Eversin (Ignazio): Ormai chiunque può dare alle stampe un disco, basta avere un computer con una buona scheda audio e sapere smanettare un po’ con qualche programma. Nascono gruppi come funghi, che dopo un anno muoiono nell’indifferenza della gente. Noi prima di decidere di incidere qualcosa abbiamo fatto anni di gavetta, imparando a suonare in primis da soli, e poi imparando a suonare insieme. Oggi il primo figlio di papà pieno di soldi che decide di emulare i propri idoli può acquistare un mega PC e farsi lo studio a casa propria. Poi per portare in giro la propria “arte” può sempre pagare qualcuno per farsi produrre il disco ed in seguito può anche optare per pagare qualcun altro per salire su un palco. Sapessi quanti gruppi italiani adottano questo metodo… e poi ci ritroviamo con gente che dopo aver pubblicato un demo o un MCD fa tour in Europa… Chiedetevi il perché, no? Band che dopo pochi mesi muoiono nella più totale indifferenza, ma che hanno riempito il mercato di merda. Esempio lampante è il revival del thrash… Ottima cosa per carità, ma il panorama è stracolmo di band tutte uguali, prive di un minimo di personalità che fottono i riff ai Sodom, ai Kreator o ai Testament, per poi spacciare il plagio come tributo al passato… E’ facile mascherare la mancanza di idee con il tributo al passato. Si può dire tutto degli EVERSIN, tranne che non abbiamo la nostra personalità. C’è gente che ci ama e ci vede come una band unica ed innovativa, altra gente invece che ci critica sempre e comunque gettandoci addosso gratuitamente chili di merda, ma nessuno ci resta indifferente… Evidentemente  lasciamo il segno. 

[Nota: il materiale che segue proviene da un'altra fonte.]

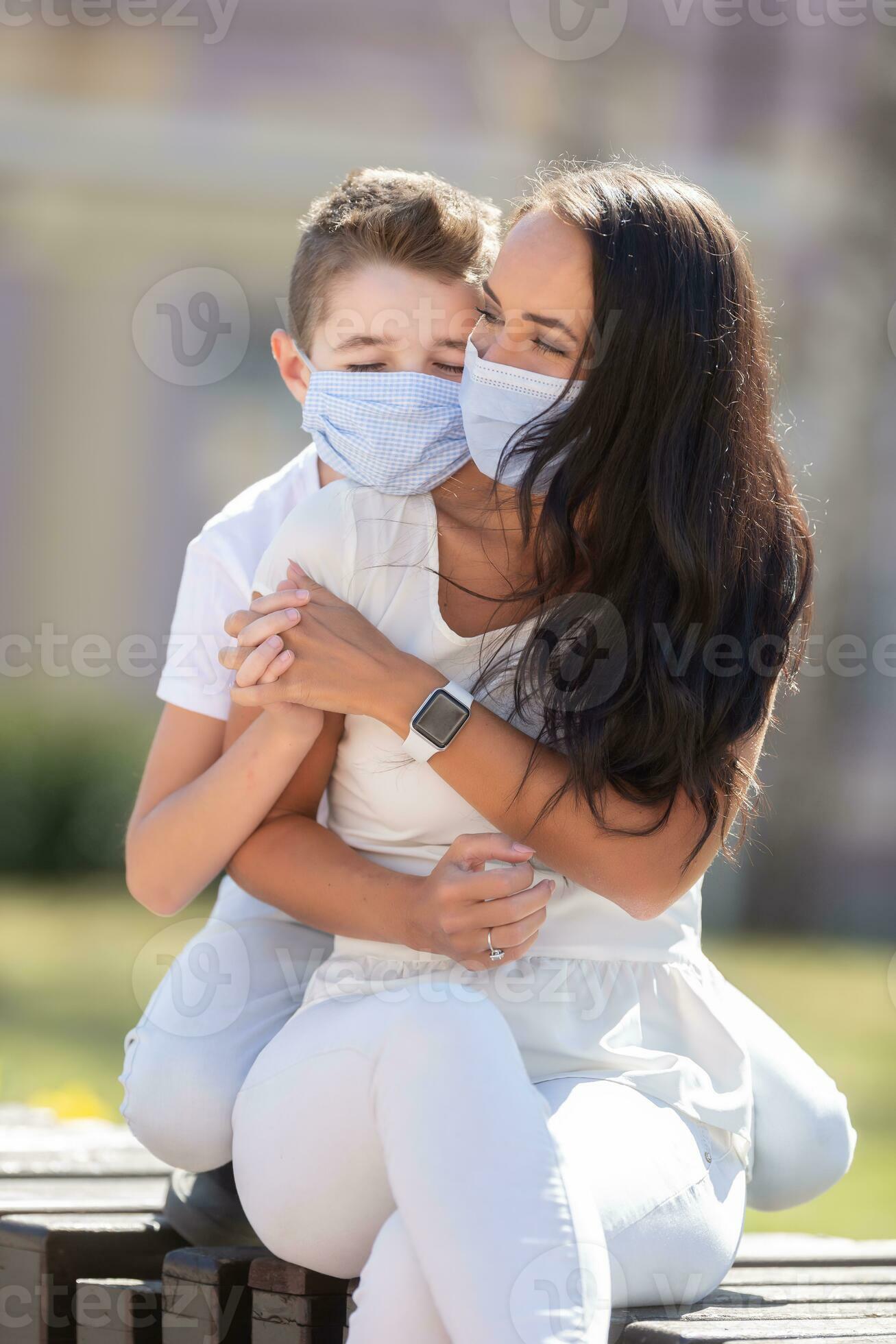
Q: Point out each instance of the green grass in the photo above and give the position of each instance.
(71, 955)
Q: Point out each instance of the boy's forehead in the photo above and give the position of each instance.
(391, 302)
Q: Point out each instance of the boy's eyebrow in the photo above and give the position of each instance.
(365, 341)
(554, 323)
(376, 341)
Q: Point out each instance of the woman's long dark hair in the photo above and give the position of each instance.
(670, 518)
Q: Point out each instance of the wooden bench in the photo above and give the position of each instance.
(88, 1258)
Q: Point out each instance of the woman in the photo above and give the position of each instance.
(495, 1156)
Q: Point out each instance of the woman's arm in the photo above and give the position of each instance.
(343, 662)
(298, 866)
(195, 804)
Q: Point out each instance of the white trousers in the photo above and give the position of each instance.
(404, 1142)
(241, 980)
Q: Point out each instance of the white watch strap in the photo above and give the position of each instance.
(415, 743)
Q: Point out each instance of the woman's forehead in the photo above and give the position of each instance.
(544, 264)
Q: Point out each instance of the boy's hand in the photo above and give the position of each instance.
(260, 638)
(460, 904)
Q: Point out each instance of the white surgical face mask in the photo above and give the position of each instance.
(399, 433)
(496, 401)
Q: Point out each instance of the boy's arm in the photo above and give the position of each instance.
(304, 869)
(200, 797)
(300, 867)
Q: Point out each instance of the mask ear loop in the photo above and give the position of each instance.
(304, 358)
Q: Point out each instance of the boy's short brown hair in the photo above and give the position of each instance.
(410, 219)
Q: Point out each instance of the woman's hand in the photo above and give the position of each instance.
(337, 660)
(460, 902)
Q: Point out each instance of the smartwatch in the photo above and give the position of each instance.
(438, 721)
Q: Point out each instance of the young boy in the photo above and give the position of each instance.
(386, 280)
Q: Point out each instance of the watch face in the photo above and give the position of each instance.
(439, 719)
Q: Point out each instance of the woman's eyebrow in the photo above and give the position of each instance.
(554, 323)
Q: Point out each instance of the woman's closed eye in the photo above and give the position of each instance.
(494, 320)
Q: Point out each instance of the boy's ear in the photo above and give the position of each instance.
(293, 369)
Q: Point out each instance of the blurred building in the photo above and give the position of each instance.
(132, 154)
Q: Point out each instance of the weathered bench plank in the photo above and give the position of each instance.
(47, 1147)
(42, 1257)
(119, 1310)
(824, 1275)
(206, 1295)
(82, 1194)
(768, 1331)
(784, 1249)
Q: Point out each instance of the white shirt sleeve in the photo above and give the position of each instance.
(320, 536)
(193, 677)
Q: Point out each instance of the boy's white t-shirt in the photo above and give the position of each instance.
(218, 579)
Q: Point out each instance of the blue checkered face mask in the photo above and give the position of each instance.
(498, 401)
(399, 433)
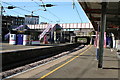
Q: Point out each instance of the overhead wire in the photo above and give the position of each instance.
(51, 12)
(77, 11)
(27, 11)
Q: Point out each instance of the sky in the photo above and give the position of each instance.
(62, 12)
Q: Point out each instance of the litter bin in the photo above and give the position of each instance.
(12, 39)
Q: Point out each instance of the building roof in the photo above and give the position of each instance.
(93, 11)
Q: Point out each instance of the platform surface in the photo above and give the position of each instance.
(6, 47)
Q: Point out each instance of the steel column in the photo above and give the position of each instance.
(101, 38)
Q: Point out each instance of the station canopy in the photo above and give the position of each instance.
(93, 11)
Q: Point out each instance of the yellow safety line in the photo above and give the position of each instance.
(62, 65)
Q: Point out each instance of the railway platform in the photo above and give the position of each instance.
(80, 65)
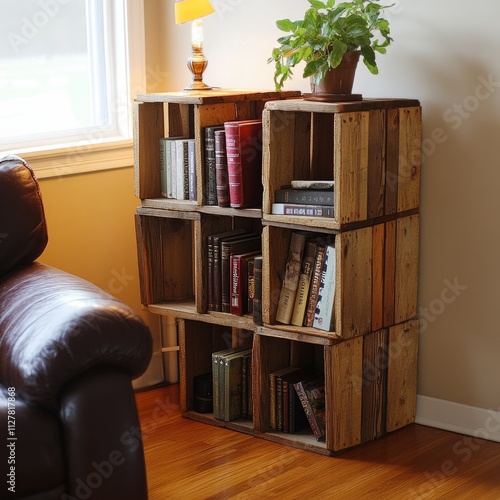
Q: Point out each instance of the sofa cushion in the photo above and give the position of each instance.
(33, 460)
(23, 230)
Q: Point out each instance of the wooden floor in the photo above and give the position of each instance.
(190, 460)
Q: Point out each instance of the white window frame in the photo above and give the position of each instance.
(90, 154)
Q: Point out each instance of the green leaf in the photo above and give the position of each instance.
(285, 25)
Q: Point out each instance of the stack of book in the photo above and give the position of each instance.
(233, 164)
(297, 398)
(231, 271)
(308, 287)
(178, 168)
(232, 384)
(305, 198)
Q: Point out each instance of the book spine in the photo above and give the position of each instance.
(235, 302)
(302, 210)
(163, 168)
(324, 312)
(221, 174)
(304, 196)
(210, 182)
(314, 287)
(192, 169)
(257, 301)
(299, 308)
(304, 400)
(291, 278)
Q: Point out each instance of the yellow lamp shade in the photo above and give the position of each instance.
(188, 10)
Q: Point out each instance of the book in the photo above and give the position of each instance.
(300, 305)
(324, 313)
(168, 159)
(257, 300)
(244, 162)
(302, 210)
(312, 184)
(239, 282)
(304, 196)
(192, 169)
(213, 261)
(182, 169)
(232, 365)
(221, 175)
(291, 278)
(247, 243)
(311, 393)
(209, 149)
(312, 299)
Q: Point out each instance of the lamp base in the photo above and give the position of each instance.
(197, 86)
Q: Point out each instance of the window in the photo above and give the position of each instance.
(65, 76)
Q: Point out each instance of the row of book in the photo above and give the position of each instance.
(233, 164)
(297, 398)
(232, 384)
(178, 168)
(234, 265)
(305, 198)
(308, 287)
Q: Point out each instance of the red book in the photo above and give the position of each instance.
(244, 162)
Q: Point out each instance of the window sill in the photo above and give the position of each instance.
(80, 159)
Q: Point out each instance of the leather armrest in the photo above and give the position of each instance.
(54, 326)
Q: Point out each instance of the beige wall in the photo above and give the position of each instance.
(444, 55)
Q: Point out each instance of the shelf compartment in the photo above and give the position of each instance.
(371, 149)
(166, 256)
(197, 341)
(171, 114)
(376, 276)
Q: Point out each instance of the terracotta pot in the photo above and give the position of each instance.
(340, 79)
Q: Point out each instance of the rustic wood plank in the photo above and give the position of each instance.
(410, 151)
(406, 277)
(351, 166)
(174, 250)
(148, 129)
(392, 162)
(343, 393)
(375, 353)
(322, 145)
(353, 295)
(402, 375)
(378, 255)
(376, 162)
(389, 273)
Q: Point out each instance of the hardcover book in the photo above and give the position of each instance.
(210, 174)
(311, 394)
(299, 308)
(247, 243)
(302, 210)
(221, 175)
(244, 162)
(214, 269)
(305, 196)
(291, 278)
(324, 313)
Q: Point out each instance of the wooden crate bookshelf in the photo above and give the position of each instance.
(371, 150)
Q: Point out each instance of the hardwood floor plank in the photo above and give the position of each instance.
(190, 460)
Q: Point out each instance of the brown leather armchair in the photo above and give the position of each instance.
(68, 353)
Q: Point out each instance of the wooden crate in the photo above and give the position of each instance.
(371, 149)
(376, 275)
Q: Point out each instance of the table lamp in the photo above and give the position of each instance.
(194, 10)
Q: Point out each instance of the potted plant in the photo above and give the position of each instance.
(328, 37)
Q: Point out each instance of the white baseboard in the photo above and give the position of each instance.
(455, 417)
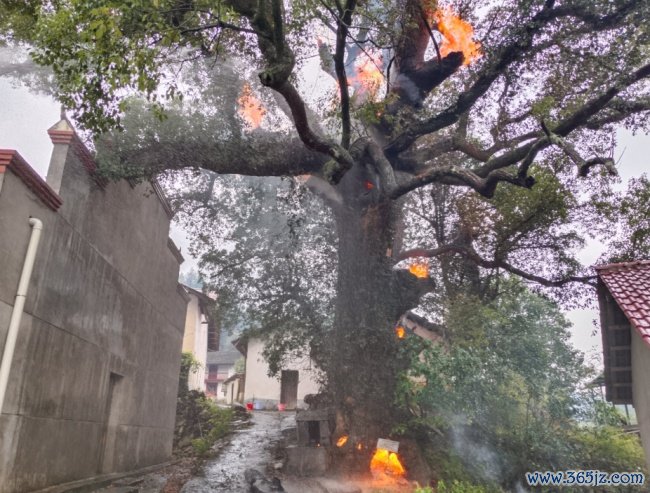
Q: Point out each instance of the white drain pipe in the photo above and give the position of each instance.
(19, 303)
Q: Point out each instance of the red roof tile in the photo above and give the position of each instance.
(10, 159)
(629, 284)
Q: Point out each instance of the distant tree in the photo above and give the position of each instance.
(416, 103)
(506, 394)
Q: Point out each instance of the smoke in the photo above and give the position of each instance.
(17, 65)
(477, 457)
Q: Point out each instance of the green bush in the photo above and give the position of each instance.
(456, 487)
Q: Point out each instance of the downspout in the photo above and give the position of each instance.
(19, 303)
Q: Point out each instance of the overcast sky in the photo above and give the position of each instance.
(25, 118)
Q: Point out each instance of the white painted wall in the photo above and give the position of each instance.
(195, 341)
(641, 388)
(260, 387)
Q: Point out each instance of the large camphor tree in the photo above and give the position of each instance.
(508, 97)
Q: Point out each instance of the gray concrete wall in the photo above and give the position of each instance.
(641, 389)
(103, 301)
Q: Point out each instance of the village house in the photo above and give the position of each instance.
(298, 378)
(624, 299)
(93, 379)
(200, 335)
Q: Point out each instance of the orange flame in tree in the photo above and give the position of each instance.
(385, 462)
(457, 35)
(250, 108)
(368, 78)
(419, 269)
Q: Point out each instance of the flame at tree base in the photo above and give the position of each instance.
(386, 463)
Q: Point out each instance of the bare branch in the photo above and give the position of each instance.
(507, 54)
(472, 255)
(343, 23)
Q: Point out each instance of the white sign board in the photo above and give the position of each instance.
(389, 445)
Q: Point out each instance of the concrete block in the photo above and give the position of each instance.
(307, 461)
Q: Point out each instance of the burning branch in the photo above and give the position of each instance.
(250, 108)
(472, 255)
(457, 35)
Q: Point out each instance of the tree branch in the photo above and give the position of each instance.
(472, 255)
(505, 56)
(343, 22)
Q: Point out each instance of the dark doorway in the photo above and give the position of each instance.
(107, 450)
(289, 388)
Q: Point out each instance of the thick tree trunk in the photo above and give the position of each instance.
(366, 362)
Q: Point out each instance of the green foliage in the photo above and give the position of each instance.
(505, 392)
(266, 249)
(629, 215)
(199, 421)
(189, 365)
(458, 487)
(212, 423)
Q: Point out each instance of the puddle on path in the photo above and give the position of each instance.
(250, 447)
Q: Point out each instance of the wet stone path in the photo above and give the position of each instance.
(249, 448)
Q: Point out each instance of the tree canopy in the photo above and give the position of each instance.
(459, 142)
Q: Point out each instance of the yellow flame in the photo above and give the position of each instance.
(386, 462)
(250, 108)
(419, 268)
(457, 35)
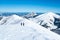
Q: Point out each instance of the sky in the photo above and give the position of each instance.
(30, 6)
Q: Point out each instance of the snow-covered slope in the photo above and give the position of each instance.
(46, 20)
(29, 31)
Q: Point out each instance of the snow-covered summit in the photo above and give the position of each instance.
(10, 19)
(30, 15)
(29, 31)
(46, 19)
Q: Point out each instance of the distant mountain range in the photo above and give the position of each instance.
(48, 20)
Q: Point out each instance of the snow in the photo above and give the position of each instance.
(30, 31)
(46, 18)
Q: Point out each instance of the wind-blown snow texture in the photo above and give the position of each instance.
(12, 29)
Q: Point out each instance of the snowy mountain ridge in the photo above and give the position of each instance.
(46, 20)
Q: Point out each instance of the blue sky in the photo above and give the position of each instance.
(29, 5)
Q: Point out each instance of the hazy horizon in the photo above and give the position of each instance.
(30, 6)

Tornando alla tua domanda… Il file sharing potrebbe, e dico potrebbe, essere un buon mezzo per farsi conoscere, ma in tutta onestà io continuo a preferire l’acquisto del cd, con il booklet, il disco fisico e tutto ciò che concerne. Il vero amante della musica non si limita ad ascoltare ma va oltre, vivendo la musica…
 
Alex: Direi che questo è tutto. Vi ringrazio per la bella chiacchierata e vi lascio l’ultima parola per un saluto ai nostri lettori.
 
Eversin (Ignazio): Grazie a te Alex, per il supporto che ci hai dato nel corso degli anni… Grazie a TrueMetal.it per averci sempre “ospitato” sulle sue pagine. Un saluto ai vostri lettori. A presto.
(Giangabriele): A presto e mi raccomando… Supportate il vero Metal Italiano, supportate EVERSIN.